Despite technological advances, automatic speech recognition has lagged behind, but now an Israel company offers a better solution for phones, GPS and other devices.
More devices than ever use automatic speech recognition (ASR), allowing users to “tell” their device what to do — like dial a phone number by speaking a name rather than tapping a button.
However, ASR technology often doesn’t work well, says Zvi Hava, the CEO of Petah Tikva-based NovoSpeech. “Current ASR solutions are unable to attain 100 percent real-time accuracy of all words spoken by a person, because of background noise, accents and vocabulary,” says Hava.
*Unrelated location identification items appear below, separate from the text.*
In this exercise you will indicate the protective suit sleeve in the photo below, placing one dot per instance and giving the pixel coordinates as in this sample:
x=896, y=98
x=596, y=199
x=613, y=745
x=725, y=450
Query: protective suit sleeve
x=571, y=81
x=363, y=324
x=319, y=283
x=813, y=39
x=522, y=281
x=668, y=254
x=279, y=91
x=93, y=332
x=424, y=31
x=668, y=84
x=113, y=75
“In general, these systems succeed only when they are in low noise-controlled environments or when they are either ‘trained’ to recognize a voice, or when the task involved requires some basic and simple commands with a limited vocabulary.”
NovoSpeech has developed a technology that can overcome these problems, Hava says, “enabling devices to clearly recognize what is being said and responding, even if there is a lot of background noise.”
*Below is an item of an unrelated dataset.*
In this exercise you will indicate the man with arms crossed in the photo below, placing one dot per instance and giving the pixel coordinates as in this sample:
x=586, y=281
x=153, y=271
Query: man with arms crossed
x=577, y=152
The system can adapt to individual speaking types, accents and dialects without any need for training samples, as nearly all other ASR systems require. The technology is language-independent as well, again without training.
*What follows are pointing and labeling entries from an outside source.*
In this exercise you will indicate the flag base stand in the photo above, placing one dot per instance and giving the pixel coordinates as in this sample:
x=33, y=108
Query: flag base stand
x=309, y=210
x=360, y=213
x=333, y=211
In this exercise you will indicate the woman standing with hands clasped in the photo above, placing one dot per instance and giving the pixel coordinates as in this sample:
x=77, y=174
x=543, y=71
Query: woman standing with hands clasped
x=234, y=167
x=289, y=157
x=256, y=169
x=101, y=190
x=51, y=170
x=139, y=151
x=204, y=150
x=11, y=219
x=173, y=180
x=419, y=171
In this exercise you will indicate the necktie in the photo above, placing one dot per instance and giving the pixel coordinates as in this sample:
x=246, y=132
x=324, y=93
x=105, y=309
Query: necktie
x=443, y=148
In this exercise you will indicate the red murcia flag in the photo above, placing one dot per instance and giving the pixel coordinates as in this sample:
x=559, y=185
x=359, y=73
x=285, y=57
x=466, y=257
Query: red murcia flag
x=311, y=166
Despite advances in processing power, software algorithms and microphones, speech-to-text technologies have achieved only marginal penetration of a large and growing market, from mobile phones to home appliances to assistive devices, says Hava.
“Some analysts estimate that speech recognition has achieved a mere 15-20 percent of its market potential, but we believe that NovoSpeech can make a major impact in this field.”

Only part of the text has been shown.